This post is primarily about taking some of the lessons we learned in Fedora QA infrastructure and applying them to some internal Red Hat pipelines as well as generalizing the pattern to other parts of Fedora's infrastructure.
- ResultsDB is a database for storing results. Unsurprising!
- It is a passive system, it doesn't actively do anything.
- It has a HTTP REST interface. You POST new results to it and GET them out.
- It was written by Josef Skladanka of Tim Flink's Fedora QA team.
It was originally written as a part of the larger Taskotron system, but we're talking about it independently here because it's such a gem!
What problems can we solve with it?
In formal Factory 2.0 problem statement terms, this helps us solve the Serialization and Automation problems directly, and indirectly all of the problems that depend on those two.

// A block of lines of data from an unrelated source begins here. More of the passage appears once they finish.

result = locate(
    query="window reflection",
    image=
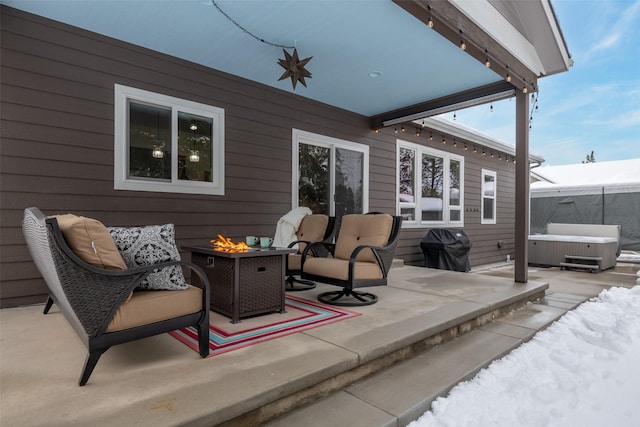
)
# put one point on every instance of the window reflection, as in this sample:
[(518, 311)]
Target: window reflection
[(194, 147), (149, 141)]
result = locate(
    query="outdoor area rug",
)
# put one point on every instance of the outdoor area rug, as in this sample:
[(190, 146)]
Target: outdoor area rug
[(302, 314)]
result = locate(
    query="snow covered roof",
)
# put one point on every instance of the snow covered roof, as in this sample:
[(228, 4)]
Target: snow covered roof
[(588, 174)]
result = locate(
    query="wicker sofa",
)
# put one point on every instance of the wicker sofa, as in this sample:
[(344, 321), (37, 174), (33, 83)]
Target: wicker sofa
[(102, 303)]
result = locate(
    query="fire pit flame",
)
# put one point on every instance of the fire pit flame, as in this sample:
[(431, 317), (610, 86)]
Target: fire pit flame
[(225, 244)]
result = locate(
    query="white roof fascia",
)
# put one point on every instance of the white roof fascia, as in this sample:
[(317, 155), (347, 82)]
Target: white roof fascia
[(483, 14), (445, 126), (557, 34)]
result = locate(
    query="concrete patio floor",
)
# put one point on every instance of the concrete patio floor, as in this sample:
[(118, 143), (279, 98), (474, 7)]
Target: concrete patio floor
[(160, 382)]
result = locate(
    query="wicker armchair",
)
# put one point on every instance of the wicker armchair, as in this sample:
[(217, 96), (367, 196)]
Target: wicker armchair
[(100, 304), (362, 256), (313, 228)]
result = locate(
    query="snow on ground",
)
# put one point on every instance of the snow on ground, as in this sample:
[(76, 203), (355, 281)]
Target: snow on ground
[(584, 370)]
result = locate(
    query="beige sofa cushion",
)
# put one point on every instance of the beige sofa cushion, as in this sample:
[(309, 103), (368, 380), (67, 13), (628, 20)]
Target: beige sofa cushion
[(357, 230), (339, 269), (91, 241), (147, 307)]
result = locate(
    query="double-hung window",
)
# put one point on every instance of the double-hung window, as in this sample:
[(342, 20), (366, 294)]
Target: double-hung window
[(330, 175), (167, 144), (489, 188), (430, 186)]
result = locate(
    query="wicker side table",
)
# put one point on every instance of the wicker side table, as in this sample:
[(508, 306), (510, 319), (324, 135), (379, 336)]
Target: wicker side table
[(244, 284)]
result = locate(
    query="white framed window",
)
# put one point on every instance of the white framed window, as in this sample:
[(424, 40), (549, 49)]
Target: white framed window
[(430, 186), (330, 175), (489, 191), (167, 144)]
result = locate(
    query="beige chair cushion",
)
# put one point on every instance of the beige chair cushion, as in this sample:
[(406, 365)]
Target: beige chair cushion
[(357, 230), (147, 307), (312, 229), (91, 241), (339, 268)]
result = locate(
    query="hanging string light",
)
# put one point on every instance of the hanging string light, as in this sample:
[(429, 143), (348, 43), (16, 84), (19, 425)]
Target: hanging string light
[(430, 18), (294, 67)]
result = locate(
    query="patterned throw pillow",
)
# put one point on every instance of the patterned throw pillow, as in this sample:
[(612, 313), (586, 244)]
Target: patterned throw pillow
[(142, 246)]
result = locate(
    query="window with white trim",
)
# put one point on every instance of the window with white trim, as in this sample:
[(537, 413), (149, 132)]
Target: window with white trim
[(430, 186), (167, 144), (330, 175), (489, 190)]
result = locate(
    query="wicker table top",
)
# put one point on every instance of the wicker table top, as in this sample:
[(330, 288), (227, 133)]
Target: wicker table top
[(252, 253)]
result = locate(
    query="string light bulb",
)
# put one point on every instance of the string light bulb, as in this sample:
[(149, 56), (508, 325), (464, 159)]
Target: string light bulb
[(463, 45)]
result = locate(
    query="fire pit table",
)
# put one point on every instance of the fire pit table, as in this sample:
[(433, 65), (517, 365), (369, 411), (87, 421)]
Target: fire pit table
[(243, 283)]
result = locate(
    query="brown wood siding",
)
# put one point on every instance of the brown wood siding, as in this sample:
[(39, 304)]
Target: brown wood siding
[(57, 136), (484, 237)]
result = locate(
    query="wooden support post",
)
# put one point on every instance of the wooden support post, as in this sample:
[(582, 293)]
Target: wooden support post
[(522, 187)]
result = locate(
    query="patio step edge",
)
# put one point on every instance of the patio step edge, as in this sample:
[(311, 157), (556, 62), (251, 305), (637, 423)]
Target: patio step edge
[(299, 398)]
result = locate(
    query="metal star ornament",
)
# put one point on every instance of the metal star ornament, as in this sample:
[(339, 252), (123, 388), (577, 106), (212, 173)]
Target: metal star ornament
[(294, 68)]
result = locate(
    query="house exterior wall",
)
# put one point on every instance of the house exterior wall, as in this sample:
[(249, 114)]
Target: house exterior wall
[(57, 120)]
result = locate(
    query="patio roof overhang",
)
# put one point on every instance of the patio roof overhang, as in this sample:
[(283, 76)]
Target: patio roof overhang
[(377, 58)]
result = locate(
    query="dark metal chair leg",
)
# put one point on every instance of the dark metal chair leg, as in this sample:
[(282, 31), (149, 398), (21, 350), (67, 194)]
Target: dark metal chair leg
[(48, 305), (89, 364), (356, 299), (304, 285)]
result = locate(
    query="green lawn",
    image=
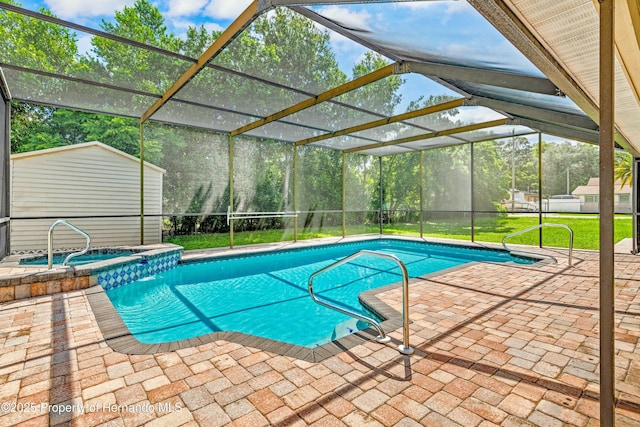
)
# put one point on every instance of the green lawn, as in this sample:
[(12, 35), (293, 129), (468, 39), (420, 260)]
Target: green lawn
[(487, 229)]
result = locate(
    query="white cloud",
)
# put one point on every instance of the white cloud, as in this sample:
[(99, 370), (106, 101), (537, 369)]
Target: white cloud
[(226, 9), (75, 9), (84, 44), (178, 8), (476, 115), (448, 7), (180, 27), (347, 18)]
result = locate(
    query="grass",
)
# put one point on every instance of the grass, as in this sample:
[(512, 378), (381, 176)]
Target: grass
[(487, 229)]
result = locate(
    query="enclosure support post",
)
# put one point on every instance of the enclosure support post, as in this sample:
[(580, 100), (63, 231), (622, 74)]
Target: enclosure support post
[(540, 186), (607, 127), (141, 183), (635, 181), (295, 192), (231, 207), (344, 193), (5, 157), (380, 193), (473, 209), (420, 189)]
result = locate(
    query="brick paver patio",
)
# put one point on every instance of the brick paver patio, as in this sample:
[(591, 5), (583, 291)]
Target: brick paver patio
[(509, 345)]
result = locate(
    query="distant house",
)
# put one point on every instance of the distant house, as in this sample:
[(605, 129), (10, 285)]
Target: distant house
[(93, 186), (521, 201), (590, 196)]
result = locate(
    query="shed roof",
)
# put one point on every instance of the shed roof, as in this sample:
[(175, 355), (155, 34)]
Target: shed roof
[(593, 187), (547, 84), (84, 146)]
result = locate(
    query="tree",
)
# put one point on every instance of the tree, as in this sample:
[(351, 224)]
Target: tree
[(567, 162), (623, 169)]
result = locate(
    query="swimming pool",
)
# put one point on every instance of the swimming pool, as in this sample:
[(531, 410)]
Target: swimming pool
[(266, 294)]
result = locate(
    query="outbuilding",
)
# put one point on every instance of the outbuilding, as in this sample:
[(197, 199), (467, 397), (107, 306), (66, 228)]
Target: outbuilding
[(93, 186)]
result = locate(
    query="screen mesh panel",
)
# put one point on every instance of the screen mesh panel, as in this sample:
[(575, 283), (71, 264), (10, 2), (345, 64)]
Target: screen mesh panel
[(178, 112), (29, 87), (234, 92), (401, 193), (196, 182), (319, 191), (496, 132), (484, 47), (544, 102), (362, 190), (263, 183)]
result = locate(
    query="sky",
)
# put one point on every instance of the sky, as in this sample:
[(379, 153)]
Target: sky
[(444, 29)]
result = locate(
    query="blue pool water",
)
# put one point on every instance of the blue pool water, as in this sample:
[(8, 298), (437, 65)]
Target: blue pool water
[(266, 294), (88, 258)]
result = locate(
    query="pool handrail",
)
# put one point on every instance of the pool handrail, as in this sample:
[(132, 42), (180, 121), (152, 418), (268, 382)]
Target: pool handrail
[(71, 255), (546, 224), (404, 348)]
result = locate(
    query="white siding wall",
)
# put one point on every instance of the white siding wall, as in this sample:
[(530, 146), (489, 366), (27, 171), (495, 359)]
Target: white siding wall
[(86, 181)]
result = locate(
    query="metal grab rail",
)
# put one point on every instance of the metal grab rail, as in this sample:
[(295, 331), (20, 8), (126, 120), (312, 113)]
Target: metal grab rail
[(404, 348), (259, 215), (50, 243), (570, 261)]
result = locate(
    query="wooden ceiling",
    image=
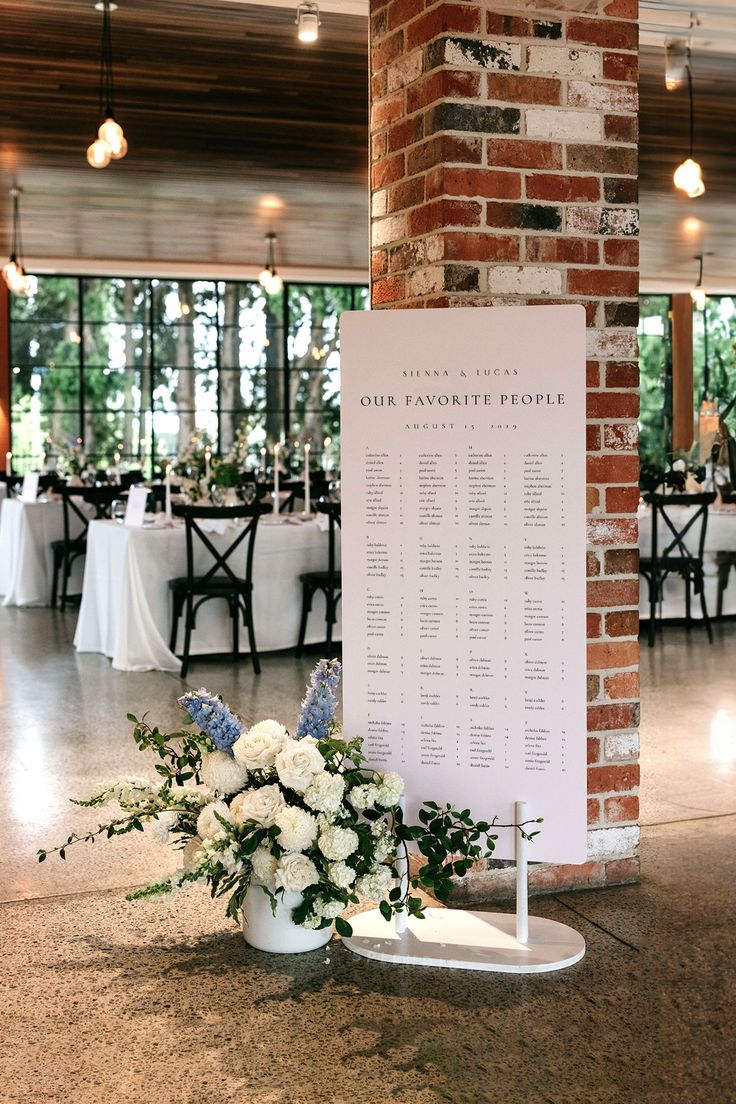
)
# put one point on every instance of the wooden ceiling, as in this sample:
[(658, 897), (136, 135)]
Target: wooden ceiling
[(225, 109), (221, 105), (673, 227)]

Beyond that, let's look at fragmentation. The goal of the "Central CI" project in Red Hat was to consolidate all of the fragmentation around various CI solutions. This was a success in terms of operational and capex costs -- instead of 100 different CI systems running on 100 different servers sitting under 100 different desks, we have one Central CI infrastructure backed by OpenStack serving on-demand Jenkins masters. Win. A side-effect of this has been that teams can request and configure their own Jenkins masters, without commonality in their configuration. While teams are incentivized to move to a common test execution tool (Jenkins), there's no common way to organize jobs and results. While we reduced fragmentation at one level, it remains untouched at another. People informally speak of this as the problem of "the fourteen Jenkins masters" of Platform QE.
Beyond Jenkins, some Red Hat PnT DevOps tools perform tasks that are QE-esque but yet are not a part of the Central CI infrastructure. Notably, the Errata Tool (which plays a very similar role to Fedora's Bodhi system) directly runs jobs like covscan, rpmgrill, rpmdiff, and TPS/insanity that are unnecessarily tied to the "release checklist" phase of the workflow. They could benefit from the common infrastructure of Central CI. (The Errata Tool developers are burdened by having to think about scheduling and storing test results while developing the release checklist application. This thing is too big.)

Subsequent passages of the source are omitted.